Exploration versus Exploitation

Building successful software products is hard. This is not an opinion. It is a fact, supported by numerous studies.

Startups are case-studies in product development and – according to a WallStreet Journal article – 75% of all startups fail within 3 years. The number one reason – product/market fit problems. This just means that either the team tried to solve the wrong problem or the problem was right, but they built the wrong product.

Product failure happens in the walls of more mature, established companies as well. Google cancels ~ 40% of its products. Statistical bureaus quote a 50-90% new product failure rate. Standish group estimates that at least 50% of all enterprise software projects are canceled and of those that are not cancelled, 75% of the features developed are never used. Ronny Kohavi – General Manager of Microsoft’s Experimentation Platform said “60-90% of ideas do not improve the metrics they were intended to improve”.
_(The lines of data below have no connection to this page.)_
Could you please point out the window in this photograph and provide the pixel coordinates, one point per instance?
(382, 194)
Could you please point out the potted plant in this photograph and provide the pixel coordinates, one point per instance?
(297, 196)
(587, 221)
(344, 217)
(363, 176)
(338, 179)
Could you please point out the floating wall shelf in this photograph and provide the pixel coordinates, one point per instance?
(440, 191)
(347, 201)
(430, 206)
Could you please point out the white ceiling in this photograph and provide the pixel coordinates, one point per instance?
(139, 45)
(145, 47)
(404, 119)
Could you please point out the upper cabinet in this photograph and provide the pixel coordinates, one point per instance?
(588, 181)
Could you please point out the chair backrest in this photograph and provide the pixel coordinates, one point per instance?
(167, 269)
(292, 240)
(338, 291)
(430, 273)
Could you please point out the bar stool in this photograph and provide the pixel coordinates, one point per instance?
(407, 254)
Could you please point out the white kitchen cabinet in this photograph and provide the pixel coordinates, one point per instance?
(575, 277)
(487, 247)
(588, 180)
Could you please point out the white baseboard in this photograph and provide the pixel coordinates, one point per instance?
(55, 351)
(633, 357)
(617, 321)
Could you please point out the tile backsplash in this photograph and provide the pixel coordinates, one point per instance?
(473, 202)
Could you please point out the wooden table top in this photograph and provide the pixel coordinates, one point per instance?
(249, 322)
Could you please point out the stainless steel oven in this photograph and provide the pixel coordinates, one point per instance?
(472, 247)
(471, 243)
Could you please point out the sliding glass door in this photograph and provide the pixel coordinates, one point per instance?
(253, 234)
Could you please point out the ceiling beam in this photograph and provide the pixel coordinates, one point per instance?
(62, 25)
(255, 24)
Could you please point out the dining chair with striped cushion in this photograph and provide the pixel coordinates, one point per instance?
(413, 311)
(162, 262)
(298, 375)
“Product” is a hip term these days and everyone wants to be a “product” guy or gal. Software engineers are “product” engineers. designers are “product” designers. Big data and BI folk are creating data “products”. But the ugly truth is building successful software products is hard, really hard.
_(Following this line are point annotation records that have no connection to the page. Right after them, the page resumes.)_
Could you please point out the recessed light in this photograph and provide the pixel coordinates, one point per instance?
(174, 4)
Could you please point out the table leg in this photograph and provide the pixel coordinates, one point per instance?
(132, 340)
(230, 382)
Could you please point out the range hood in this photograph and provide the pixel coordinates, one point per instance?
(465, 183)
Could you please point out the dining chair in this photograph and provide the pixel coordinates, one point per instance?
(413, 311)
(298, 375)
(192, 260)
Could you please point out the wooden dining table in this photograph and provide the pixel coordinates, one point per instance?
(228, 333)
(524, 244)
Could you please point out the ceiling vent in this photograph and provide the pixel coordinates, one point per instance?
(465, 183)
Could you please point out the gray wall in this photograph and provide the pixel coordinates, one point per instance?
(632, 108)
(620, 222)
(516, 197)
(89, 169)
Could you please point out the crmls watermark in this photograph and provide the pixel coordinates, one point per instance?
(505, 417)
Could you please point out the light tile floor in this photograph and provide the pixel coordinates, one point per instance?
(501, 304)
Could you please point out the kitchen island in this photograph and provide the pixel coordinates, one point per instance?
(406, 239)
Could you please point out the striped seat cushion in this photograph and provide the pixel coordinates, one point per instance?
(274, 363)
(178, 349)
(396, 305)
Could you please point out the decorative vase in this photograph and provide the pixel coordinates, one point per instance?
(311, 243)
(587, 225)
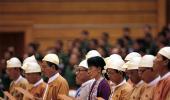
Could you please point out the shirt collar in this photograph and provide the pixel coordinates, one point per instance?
(87, 82)
(124, 81)
(19, 78)
(39, 82)
(165, 76)
(53, 77)
(139, 83)
(155, 81)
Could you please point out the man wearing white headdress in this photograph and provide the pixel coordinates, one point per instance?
(33, 75)
(122, 89)
(56, 84)
(132, 72)
(149, 76)
(14, 72)
(162, 66)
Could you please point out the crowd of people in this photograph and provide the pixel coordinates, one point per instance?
(130, 69)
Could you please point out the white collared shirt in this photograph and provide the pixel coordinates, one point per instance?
(19, 78)
(53, 77)
(165, 76)
(155, 81)
(39, 82)
(114, 87)
(84, 90)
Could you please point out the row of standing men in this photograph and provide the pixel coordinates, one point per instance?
(134, 78)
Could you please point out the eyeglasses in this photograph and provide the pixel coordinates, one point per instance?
(79, 70)
(143, 70)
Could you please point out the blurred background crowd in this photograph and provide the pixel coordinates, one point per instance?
(76, 50)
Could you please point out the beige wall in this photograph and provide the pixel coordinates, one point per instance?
(47, 21)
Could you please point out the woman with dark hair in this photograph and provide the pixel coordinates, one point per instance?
(162, 66)
(100, 87)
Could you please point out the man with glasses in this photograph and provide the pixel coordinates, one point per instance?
(132, 72)
(83, 79)
(14, 72)
(149, 76)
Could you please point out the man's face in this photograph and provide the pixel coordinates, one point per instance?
(133, 75)
(47, 70)
(32, 77)
(146, 74)
(12, 72)
(158, 63)
(81, 75)
(93, 72)
(114, 76)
Failure mode #1: Team is exploring when they should be executing or executing when they should be exploring. They are confused about how mature the product is and are applying the wrong management & development approach as a result

Product teams are either “exploring” & discovering new products or “exploiting” and optimizing existing products. We could take a more complex view, but this binary distinction works well enough. Which of these two phases we are in (discovering new products or evolving existing ones) fundamentally determines how we manage, market, fund, develop, and measure the progress of our product development efforts.
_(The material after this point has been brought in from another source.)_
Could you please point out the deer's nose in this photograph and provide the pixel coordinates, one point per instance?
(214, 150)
When you are first designing and building a product, you are an explorer. You dont know your customer, her problem, or how you will solve it. You are “searching”. The goal is knowledge creation. Have you found a customer problem worth solving. Have you found a novel solution. Is there a business model wrapped around your product that makes sense. You have a bunch of guesses and what you need is to test them with your user base. You must be comfortable with iteration and failure (by “failure” I mean “invalidating a hypothesis or guess”). You dont want to build software for scale, quite yet. You dont want to build a perfect software framework. Your user experience should be minimalist. You want to build just enough to test a thesis and no more. Your goal is to achieve product/market fit. The ideal organizational design is a small, highly integrated, relatively flat cross-functional team. The ideal process model is iterate, iterate, iterate. Efficiency is meaningless as a metric. Flow of new information and time to validation of the thesis underlying the new product are the key success metrics.

When you are evolving an existing product, things are different. You know your customer (at least a little), you basically understand the problem they have that you are solving, and you have an approach (e.g. customer = affluent females, problem/need = want luxury items at below retail prices, approach = a market place for semi-used luxury items). You want to make your product better, bring it to more customers, derive more value from it for the firm. You are “executing”. You are dealing with issues of scale, you are ruthlessly prioritizing the experiences and features that will deliver the most value. You have an existing set of customer life-cycle metrics that you can use to instrument and improve product engagement, retention, & monetization. Efficiency and ROI metrics like NPV and IRR become yardsticks to measure success. Tests are about improving yield.

If you apply execution approaches when you should be seeking knowledge or apply discovery approaches when should be mercilessly executing, then things will go off the rails. I have seen this again and again. Mis-managing the balance between search & execution in a product portfolio or wrongly applying search & execution to an individual product, is one of the fastest ways to fail.